Efficient Algorithms for Combinatorial Online Prediction
(invited lecture for ALT 2013)

Author: Eiji Takimoto

Affiliation:Department of Informatics, Kyushu University
Fukuoka, Japan

Abstract. We study online linear optimization problems over combinatorial concept classes $ \mathcal{C} \subset \mathbb{R}^n$ that are defined in some combinatorial ways. Examples of such classes are $ s$ -$ t$ paths in a given graph, spanning trees of a given graph, permutations over a given set, truth assignments for a given CNF formula, set covers of a given subset family, and so on. Typically, those concept classes are finite but contain exponentially many concepts. The problem for a concept class $ \mathcal{C}$ is described as follows: At each trial $ t$ , the algorithm chooses a concept $ \boldsymbol{c}_t \in \mathcal{C}$ , the adversary returns a loss vector $ \boldsymbol{\ell}_t \in [0,1]^n$ , and the algorithm incurs a loss given by $ \boldsymbol{c}_t \cdot \boldsymbol{\ell}_t$ . The goal of the algorithm is to make the cumulative loss not much larger than that of the best concept in $ \mathcal{C}$ .

One of the major approaches to the problem is to apply Follow the Regularized Leader (FTRL) framework, in which two external procedures projection and decomposition are assumed to be implemented. In other words, for each concept class $ \mathcal{C}$ , we need to design algorithms for the two procedures. In this talk, we give a projection and decomposition algorithms that work efficiently and uniformly for a wide class of concept classes. More precisely, if the convex hull of $ \mathcal{C}$ is a submodular base polyhedron specified by a submodular functoin $ f$ , then the two procedures are computed in polynomial time, assuming that $ f$ can be computed in polynomial time.

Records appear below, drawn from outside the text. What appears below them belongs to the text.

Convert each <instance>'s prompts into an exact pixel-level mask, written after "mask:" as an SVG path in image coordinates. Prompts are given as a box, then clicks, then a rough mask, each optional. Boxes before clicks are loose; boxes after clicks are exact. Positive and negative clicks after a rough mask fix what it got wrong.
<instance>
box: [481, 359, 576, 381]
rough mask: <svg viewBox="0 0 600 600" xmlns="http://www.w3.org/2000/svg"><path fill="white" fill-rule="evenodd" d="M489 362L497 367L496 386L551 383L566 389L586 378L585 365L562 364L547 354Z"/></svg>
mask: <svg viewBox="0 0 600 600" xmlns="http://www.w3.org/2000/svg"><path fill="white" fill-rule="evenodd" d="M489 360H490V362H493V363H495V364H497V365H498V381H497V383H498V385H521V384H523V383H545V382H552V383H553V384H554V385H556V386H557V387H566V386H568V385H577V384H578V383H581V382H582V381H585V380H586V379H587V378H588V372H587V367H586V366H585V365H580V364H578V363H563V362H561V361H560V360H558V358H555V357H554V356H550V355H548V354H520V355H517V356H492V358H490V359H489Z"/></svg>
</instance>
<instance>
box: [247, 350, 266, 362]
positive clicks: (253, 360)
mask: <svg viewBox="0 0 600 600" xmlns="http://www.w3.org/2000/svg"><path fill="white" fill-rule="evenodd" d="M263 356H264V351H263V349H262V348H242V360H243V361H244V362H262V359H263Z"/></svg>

Another approach is to use an offline algorithm as an oracle to construct an online algorithm. Here, the offline algorithm solves the corresponding offline optimization problem. Follow the perturbed leader (FPL) and the Online Frank-Wolfe (OFW) are of this type. In this talk, we consider a harder but typical case where the offline optimization problem for $ \mathcal{C}$ is NP-hard, for which none of the FTRL, FPL and OFW work. The FTRL has been generalized so that it works when an offline approximation algorithm is available. However, it is not efficient enough. In this talk, we give a more efficient online algorithm using an offline approximation algorithm which has a guarantee of a certain integrity gap.